En énumérant les caractéristiques physiques et psychologiques des burakumin dans son ouvrage intitulé Recherches sur la psychologie du pauvre publié en 1915, il considère que ces différences proviendraient d’une distinction raciale.
Parmi eux, il y a de nombreuses personnes grosses, en général leur taille est plus grande que les Japonais ordinaires, et au niveau des sentiments aussi naturellement, il y a des choses qui diffèrent avec les autres Japonais. Agressifs, insensibles, soudés, jaloux, cela proviendrait-il seulement de leur condition sociale ? (p. 121)

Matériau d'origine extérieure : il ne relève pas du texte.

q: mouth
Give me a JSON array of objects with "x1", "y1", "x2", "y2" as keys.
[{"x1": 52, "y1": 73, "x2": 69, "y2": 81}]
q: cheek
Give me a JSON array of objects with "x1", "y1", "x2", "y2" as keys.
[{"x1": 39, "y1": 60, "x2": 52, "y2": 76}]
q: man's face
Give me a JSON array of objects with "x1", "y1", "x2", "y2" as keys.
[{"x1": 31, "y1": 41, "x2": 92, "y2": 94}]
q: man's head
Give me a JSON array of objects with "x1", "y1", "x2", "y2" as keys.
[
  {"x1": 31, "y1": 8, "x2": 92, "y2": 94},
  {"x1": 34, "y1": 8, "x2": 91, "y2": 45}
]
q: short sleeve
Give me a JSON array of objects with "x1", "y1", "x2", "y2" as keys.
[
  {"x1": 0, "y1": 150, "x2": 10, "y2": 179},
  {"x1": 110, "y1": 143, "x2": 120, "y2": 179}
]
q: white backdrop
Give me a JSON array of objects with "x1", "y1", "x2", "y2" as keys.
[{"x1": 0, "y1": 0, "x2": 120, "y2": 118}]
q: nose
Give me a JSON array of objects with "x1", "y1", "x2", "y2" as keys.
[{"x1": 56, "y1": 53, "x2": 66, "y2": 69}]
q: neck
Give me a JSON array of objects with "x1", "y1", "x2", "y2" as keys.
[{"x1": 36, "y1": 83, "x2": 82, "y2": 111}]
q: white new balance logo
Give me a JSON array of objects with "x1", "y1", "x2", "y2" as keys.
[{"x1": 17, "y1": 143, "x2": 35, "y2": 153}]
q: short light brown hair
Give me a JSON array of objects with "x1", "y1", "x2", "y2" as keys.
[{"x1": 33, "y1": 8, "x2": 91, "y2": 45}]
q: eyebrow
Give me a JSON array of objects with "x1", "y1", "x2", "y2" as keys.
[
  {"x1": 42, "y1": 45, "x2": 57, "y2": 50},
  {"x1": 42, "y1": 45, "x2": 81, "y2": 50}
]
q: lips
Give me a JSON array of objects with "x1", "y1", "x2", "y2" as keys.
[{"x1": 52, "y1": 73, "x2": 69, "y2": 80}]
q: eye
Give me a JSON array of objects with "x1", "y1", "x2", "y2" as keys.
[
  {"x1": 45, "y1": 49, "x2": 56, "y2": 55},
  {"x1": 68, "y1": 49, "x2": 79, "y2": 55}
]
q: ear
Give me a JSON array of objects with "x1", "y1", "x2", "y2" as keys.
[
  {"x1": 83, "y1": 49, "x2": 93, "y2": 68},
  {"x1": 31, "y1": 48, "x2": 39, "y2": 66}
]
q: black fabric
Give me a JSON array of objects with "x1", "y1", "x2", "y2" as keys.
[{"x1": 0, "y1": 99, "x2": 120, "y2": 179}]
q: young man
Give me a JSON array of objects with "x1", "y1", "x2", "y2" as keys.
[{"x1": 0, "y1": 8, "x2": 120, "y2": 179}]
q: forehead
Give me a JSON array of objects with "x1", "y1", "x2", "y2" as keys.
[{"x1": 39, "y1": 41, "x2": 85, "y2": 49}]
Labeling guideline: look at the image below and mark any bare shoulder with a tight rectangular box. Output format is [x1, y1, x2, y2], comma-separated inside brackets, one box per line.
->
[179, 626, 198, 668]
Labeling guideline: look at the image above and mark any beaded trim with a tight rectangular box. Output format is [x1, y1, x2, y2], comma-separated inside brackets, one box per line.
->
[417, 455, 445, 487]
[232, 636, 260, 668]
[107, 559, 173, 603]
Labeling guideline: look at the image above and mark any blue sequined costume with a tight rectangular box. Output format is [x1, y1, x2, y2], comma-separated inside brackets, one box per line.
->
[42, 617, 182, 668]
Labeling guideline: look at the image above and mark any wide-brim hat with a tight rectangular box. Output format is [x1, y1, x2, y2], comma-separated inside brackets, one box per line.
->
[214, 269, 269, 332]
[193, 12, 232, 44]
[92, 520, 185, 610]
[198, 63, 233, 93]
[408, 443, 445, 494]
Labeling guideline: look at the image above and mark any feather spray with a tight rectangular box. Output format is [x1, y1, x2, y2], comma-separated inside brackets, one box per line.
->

Il affirme également le caractère inné de leur criminalité :
Que peut-on dire de leurs penchants criminels ? […] En général, on ne peut pas rejeter le fait que la race criminelle appartient à une sorte de lignée familiale. Personne ne peut rejeter l’idée qu’ils sont d’une race criminelle de l’Empire japonais. [9]
Il faudra attendre 1919 pour que l’historien Kita Sadakichi, dans un article sur l’origine des eta, réfute l’idée que les burakumin sont différents des autres Japonais (Kurokawa, p. 289). En 1950, un rapport de l’UNESCO a de nouveau démenti cette croyance. Pourtant, elle reste encore présente au sein de la société japonaise, et la peur de mélanger son sang avec un burakumin par crainte de souiller la lignée reste une raison invoquée par les non-burakumin pour justifier le refus de se marier avec eux. Bien que l’on observe une influence plus forte d’un racisme d’ordre culturel dans les pays du Nord global, les non-burakumin justifient toujours l’exclusion des burakumin par le racisme biologique, comme le montre l’extrait ci-dessous :
- Le problème, c’est le sang. Si on mélange notre sang avec leur sang [celui des burakumin], alors notre race devient différente malheureusement. Parce qu’ils sont d’une race différente. Leur sang est fort.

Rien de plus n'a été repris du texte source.